Il en déduit que ces graves manquements aux obligations contractuelles qui ont dénaturé les parcelles louées sont graves et justifient le refus de renouvellement sans indemnité d'éviction.

S'agissant de la validité du congé, il rappelle les conditions de forme posées par l'article L.145-17 du code de commerce pour soutenir que la société Végétal Banliat rajoute au texte en affirmant que le congé est nul faute de préciser quel tribunal doit être saisi. Il précise que l'erreur sur le délai pour saisir le tribunal ne cause aucun grief puisque le locataire a saisi le tribunal de sa contestation dans le délai imparti.

Il ajoute que les manquements reprochés au locataire pour certains aux conséquences irréversibles, à savoir l'agrandissement d'un bâtiment sur plus de 40m2 sans autorisation administrative, la création d'une construction sur la parcelle voisine, la réalisation d'un terrassement, la destruction de déchets toxiques, l'installation d'une fosse à graisse, la destruction de 200m2 de couverture en verre cathédrale, la destruction de nombreux végétaux et l'installation électrique non conforme, justifient qu'il n'avait pas à faire précéder ce congé d'une mise en demeure préalable.

En tout état de cause, il rappelle que l'absence de mise en demeure adressée au locataire n'entraîne pas la nullité du congé avec refus de renouvellement du bail, que le congé subsiste et produit ses effets mais le locataire conserve son droit à indemnité d'éviction.

A titre subsidiaire sur le montant de l'indemnité d'éviction, il demande que le locataire produise ses 3 derniers bilans comptables outre les documents administratifs relatifs au bâtiment. Il lui reproche d'affirmer que le non-renouvellement du bail lui imposerait de cesser son activité alors qu'elle ne démontre pas l'impossibilité de retrouver une parcelle à proximité directe sur laquelle la production pourrait être reportée.
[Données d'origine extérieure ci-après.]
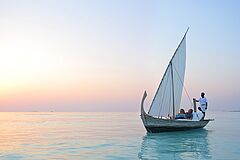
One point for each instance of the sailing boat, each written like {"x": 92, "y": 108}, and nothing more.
{"x": 166, "y": 102}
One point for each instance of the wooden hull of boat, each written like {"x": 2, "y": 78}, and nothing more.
{"x": 155, "y": 125}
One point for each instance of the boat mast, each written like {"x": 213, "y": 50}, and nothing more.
{"x": 172, "y": 90}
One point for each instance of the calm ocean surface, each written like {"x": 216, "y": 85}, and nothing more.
{"x": 42, "y": 135}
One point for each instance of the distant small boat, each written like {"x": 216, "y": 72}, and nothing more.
{"x": 166, "y": 102}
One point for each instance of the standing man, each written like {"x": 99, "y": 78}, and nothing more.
{"x": 202, "y": 104}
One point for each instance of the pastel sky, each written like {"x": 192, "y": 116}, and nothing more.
{"x": 100, "y": 55}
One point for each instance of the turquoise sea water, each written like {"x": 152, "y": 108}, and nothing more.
{"x": 38, "y": 135}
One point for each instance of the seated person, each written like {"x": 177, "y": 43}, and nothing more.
{"x": 189, "y": 114}
{"x": 181, "y": 114}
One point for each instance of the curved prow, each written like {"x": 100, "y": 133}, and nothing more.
{"x": 143, "y": 99}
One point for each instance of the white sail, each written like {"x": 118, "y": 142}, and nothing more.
{"x": 168, "y": 96}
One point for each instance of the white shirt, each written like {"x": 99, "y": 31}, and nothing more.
{"x": 203, "y": 103}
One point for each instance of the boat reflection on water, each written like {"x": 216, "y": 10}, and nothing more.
{"x": 176, "y": 145}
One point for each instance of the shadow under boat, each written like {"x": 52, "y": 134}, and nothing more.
{"x": 192, "y": 144}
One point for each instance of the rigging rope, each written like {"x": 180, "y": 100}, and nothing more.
{"x": 183, "y": 86}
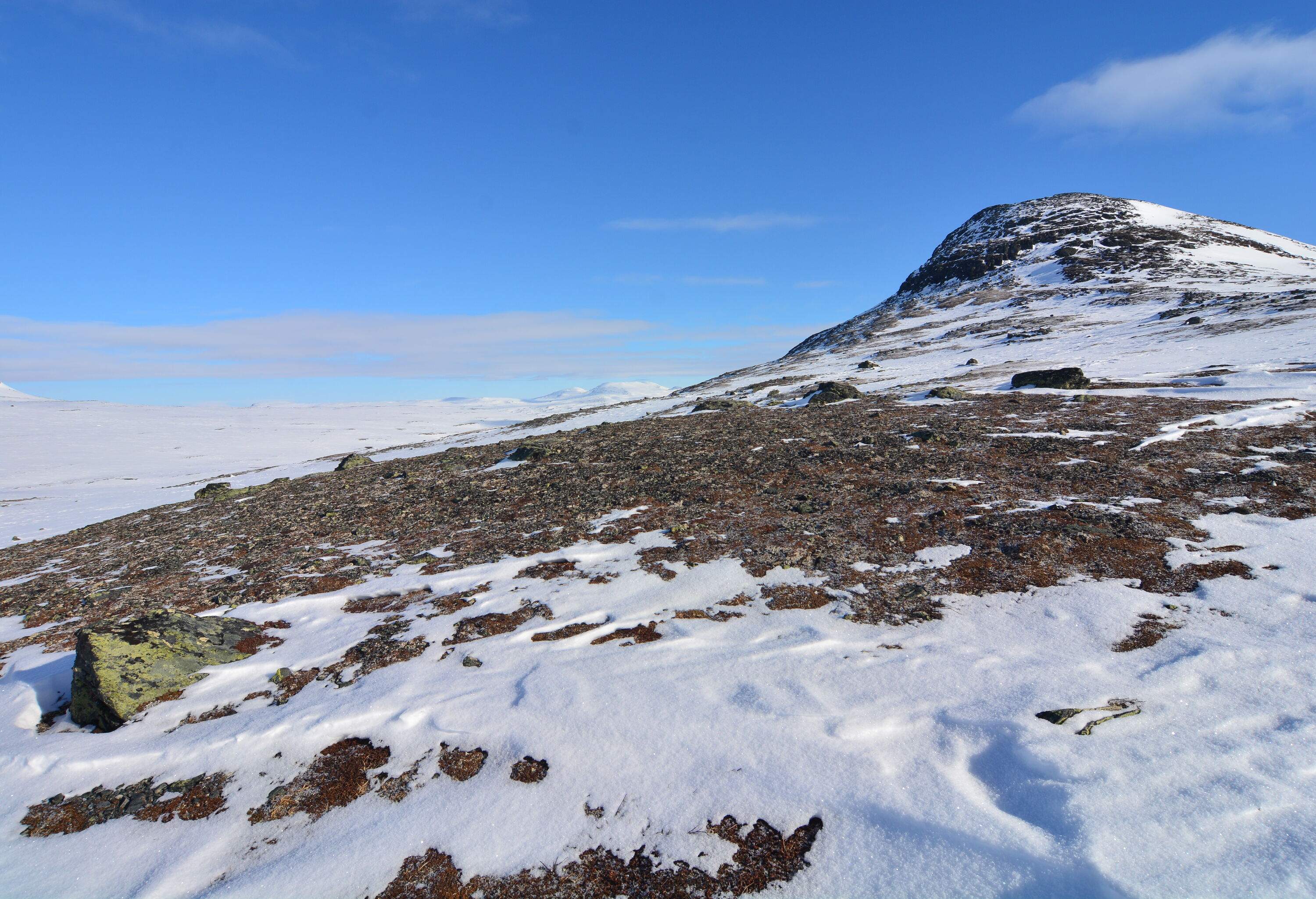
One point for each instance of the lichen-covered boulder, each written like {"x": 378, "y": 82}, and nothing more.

A défaut de produire les pièces sollicitées, il demande de rejeter la demande d'indemnité d'éviction de la société Végétal Banliat.

Aux termes de l'article L. 145-14 du code de commerce, le bailleur peut refuser le renouvellement du bail. Toutefois, il doit, sauf exceptions prévues aux articles L. 145-17 et suivants, payer au locataire évincé une indemnité dite d'éviction égale au préjudice causé par le défaut de renouvellement.

L'article L. 145-17 du code de commerce dispose que le bailleur peut refuser le renouvellement du bail sans être tenu au paiement d'aucune indemnité s'il justifie d'un motif grave et légitime à l'encontre du locataire sortant. Toutefois, s'il s'agit de l'inexécution d'une obligation, l'infraction commise par le preneur ne peut être invoquée que si elle s'est poursuivie ou renouvelée plus d'un mois après mise en demeure du bailleur d'avoir à la faire cesser. Cette mise en demeure doit, à peine de nullité, être effectuée par acte extrajudiciaire, préciser le motif invoqué et reproduire les termes du présent alinéa.

* Sur la régularité formelle du congé

L'article L.145-9 du code de commerce dispose notamment que le congé doit être donné par acte extrajudiciaire. Il doit, à peine de nullité, préciser les motifs pour lesquels il est donné et indiquer que le locataire qui entend, soit contester le congé, soit demander le paiement d'une indemnité d'éviction, doit saisir le tribunal avant l'expiration d'un délai de deux ans à compter de la date pour laquelle le congé a été donné.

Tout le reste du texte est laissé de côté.